How to determine the base adress alignment and pitch alignment used by 'cudaMallocPitch' ?

I want to replace the ‘cudaMallocPitch’ function with an custom routine (tailored for images), which employ internally a caching device allocator (like the one from Cub library, cub::CachingDeviceAllocator). This is, because the cuda memory management functions are not the fastest …

In order to do that, I have to know how ‘cudaMallocPitch’ internally calculates the base adress and the ‘pitch’, in bytes, between two consectuive image rows. Unfortunately, there is no official information on this, and no property of the ‘cudaDeviceProp’ object which i could query. So how to find out?

(1) ad base adress alignment:
Base adress must be a multiple of ‘cudaDeviceProp::textureAlignment’, otherwise on cannot bind a texture to it. Any other requirements ?

(2) ad pitch alignment:
I know that the pitch must be a multiple of ‘cudaDeviceProp::texturePitchAlignment’, otherwise one cannot bind a texture (or texture object) to it. According to , the alignment seems to be 512 bytes currently. And (of course), it must be a muliple of the size (in bytes) of one pixel. Any other requirements ?

(3) ad implications
What if I choose the alignment of base adress to be the same as ‘cudaDeviceProp::textureAlignment’ and the alignment of pitch to be the same as ‘cudaDeviceProp::texturePitchAlignment’ , will I get into troubles (crashes and/or major performance degradations of kernels working with such images) ?

Internal details of memory allocators are not usually made publicly available, precisely because the intention is that they be treated as black boxes whose implementation details are subject to change. Documenting the internals (allowing them to be exploited by programmers) would defeat the purpose of the abstraction.

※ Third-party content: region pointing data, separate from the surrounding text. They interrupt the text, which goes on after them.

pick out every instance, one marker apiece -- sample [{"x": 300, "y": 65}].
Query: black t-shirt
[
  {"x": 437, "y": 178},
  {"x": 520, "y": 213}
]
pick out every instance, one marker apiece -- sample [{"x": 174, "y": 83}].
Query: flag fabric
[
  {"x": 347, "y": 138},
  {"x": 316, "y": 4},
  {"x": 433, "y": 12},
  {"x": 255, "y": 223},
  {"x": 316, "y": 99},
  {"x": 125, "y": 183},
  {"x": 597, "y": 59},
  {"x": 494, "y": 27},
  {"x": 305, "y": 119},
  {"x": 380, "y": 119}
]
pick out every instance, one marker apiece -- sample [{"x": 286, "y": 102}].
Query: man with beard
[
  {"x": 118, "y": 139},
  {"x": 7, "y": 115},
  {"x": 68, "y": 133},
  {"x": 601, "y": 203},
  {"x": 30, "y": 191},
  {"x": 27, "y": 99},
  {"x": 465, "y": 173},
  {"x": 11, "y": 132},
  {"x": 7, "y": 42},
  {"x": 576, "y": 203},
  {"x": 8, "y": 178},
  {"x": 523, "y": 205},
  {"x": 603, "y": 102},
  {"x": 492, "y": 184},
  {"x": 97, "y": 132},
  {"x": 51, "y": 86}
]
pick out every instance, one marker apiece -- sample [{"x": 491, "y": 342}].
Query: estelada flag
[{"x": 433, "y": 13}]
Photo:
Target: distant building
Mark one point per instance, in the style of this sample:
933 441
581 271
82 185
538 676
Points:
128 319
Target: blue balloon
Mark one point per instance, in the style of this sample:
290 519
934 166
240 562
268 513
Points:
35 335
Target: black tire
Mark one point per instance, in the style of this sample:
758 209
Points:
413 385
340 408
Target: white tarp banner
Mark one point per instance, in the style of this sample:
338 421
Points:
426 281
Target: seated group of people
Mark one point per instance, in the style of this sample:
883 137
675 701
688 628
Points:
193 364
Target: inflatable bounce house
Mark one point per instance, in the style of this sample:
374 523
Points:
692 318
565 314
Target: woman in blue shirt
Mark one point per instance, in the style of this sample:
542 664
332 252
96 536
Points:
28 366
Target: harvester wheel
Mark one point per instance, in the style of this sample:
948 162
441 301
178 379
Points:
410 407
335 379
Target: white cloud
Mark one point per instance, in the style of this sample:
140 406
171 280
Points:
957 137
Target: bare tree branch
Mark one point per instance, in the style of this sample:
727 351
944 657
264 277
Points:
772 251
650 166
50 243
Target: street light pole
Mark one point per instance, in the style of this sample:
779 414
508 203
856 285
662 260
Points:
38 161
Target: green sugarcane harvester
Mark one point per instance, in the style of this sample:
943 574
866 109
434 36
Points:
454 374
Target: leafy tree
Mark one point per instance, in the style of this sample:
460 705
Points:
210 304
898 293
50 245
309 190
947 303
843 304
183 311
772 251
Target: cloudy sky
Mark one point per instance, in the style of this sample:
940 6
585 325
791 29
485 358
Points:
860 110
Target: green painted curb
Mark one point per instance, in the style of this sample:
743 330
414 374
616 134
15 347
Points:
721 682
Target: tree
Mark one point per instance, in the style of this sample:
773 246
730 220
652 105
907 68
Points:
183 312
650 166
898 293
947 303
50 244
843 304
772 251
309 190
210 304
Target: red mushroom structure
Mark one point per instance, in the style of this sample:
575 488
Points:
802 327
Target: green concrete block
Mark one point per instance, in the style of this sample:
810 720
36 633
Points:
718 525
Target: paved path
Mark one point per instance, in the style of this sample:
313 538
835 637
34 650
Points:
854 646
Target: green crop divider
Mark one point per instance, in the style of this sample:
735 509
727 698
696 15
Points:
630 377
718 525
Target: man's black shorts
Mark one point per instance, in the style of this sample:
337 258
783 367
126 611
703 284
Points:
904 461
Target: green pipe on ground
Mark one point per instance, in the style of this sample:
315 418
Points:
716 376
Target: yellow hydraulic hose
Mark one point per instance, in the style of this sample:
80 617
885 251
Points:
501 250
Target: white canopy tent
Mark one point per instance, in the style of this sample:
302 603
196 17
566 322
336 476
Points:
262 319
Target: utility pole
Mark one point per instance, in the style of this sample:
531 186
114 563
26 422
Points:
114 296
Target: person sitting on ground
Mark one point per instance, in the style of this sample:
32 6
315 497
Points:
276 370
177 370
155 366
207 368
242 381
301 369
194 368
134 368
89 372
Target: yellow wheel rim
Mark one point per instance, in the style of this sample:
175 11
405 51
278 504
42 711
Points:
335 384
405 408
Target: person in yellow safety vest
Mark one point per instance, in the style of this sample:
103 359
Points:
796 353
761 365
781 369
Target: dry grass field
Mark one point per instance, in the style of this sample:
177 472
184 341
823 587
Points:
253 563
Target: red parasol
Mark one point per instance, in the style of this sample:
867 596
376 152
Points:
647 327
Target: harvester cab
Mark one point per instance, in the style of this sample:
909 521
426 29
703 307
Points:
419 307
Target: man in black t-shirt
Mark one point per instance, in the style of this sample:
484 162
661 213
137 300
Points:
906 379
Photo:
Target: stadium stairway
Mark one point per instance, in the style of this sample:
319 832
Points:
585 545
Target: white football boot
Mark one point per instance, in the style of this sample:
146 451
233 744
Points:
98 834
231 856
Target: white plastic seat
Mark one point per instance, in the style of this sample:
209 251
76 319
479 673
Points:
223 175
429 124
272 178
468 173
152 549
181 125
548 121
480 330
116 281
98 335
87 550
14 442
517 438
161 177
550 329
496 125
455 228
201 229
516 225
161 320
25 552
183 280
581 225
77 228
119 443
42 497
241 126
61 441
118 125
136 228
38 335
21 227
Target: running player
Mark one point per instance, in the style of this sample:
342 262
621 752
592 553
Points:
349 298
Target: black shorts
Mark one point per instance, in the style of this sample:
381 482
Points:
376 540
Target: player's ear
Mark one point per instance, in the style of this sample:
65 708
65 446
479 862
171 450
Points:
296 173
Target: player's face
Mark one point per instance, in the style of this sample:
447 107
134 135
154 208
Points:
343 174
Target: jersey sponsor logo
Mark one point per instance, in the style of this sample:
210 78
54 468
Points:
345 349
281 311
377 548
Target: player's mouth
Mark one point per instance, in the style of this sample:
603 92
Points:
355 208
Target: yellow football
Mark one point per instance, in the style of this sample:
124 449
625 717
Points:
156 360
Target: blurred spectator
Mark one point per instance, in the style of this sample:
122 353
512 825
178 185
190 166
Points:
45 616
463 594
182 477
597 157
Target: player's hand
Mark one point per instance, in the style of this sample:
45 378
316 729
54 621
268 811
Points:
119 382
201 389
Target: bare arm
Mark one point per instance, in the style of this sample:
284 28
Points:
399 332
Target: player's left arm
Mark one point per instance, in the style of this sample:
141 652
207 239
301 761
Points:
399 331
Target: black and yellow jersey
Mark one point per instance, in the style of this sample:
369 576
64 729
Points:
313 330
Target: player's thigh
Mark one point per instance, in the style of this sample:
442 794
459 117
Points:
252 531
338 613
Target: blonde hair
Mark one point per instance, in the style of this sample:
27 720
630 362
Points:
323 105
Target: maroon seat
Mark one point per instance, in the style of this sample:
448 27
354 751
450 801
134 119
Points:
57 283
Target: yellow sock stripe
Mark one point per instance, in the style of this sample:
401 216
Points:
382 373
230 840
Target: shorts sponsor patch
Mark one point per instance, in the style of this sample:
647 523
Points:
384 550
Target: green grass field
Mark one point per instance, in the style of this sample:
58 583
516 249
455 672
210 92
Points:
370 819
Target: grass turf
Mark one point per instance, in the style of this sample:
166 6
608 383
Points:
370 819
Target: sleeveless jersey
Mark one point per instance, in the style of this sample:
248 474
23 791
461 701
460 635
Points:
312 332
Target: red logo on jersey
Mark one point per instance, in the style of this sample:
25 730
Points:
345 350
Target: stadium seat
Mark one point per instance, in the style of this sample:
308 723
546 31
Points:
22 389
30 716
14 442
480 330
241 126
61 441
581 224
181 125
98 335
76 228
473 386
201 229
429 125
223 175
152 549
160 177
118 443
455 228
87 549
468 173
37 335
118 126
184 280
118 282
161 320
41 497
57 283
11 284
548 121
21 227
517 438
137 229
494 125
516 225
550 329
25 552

cudaMallocPitch() is no different in this regard, so I wouldn’t expect its implementation details to ever be documented. What you can do is reverse engineer the current behavior, which very likely differs by GPU architecture and presumably much less likely differs by CUDA version. It seems you are already successfully working along those lines, but of course the risk is that current behavior may change in the future. You may want to consider extracting relevant parameters dynamically at runtime, by performing “model allocations” with cudaMallocPitch(), and then doing all other allocations of the same size using your own allocator, with the same parameters as were chosen by cudaMallocPitch().

It is common that generic memory allocators aren’t very fast, entire companies justify their existence by offering faster replacements (I recall at least two in the CPU space). The first two rules of high-performance code (regardless of platform) in this regard are (1) create new allocations as infrequently as possible, (2) re-use existing allocations if at all possible. Have all attempts in this regard be exhausted in your application, making you progress to rule (3) build your own custom sub-allocator?

Well, creating new allocation as infrequently as possible, and re-using existting allocation would mean that we would have to re-organize and modify our existing software-framework significantly. The easiest thing would be to replace the underyling memory allocator for images, as it could be done ‘under the hood’, without significant changes in other places. Therefore, actually the only practical option for me is to replace the memory allocator.

Regarding the performance implications of my envisioned strategy (3) (using the alignment requirements specified for textures), I feel that any performance degradation will likely not by really significant for recent-generation (e.g. CC >= 3.0) GPUs because the coalasecing rules are more relaxed on recent GPUs. Also the posting points in this direction.

Kind of funny how refactoring is usually considered a good strategy – for other people’s code :-) But seriously, if performance matters to this code, being mindful of memory allocations would be a good long-term strategy, independent of any GPU acceleration.

If you find that specific kinds of memory allocations are particularly slow, you might want to consider filing a bug with NVIDIA.

As njuffa said already, if you’re looking for a specification of these items, I don’t think you’ll find it. You can arrive at experimental answers of course. Such answers may change depending on various factors. Those factors and specifications are not spelled out AFAIK, so the only option you have to determine what pitch will be returned for a specific allocation by cudaMallocPitch is to run the function call in the desired setting.

It’s understood that you have a use case for which this is non-optimal. If you desire changes in the functionality provided by CUDA or the CUDA documentation, you can file a bug at - this is effectively an “RFE” or request for enhancement.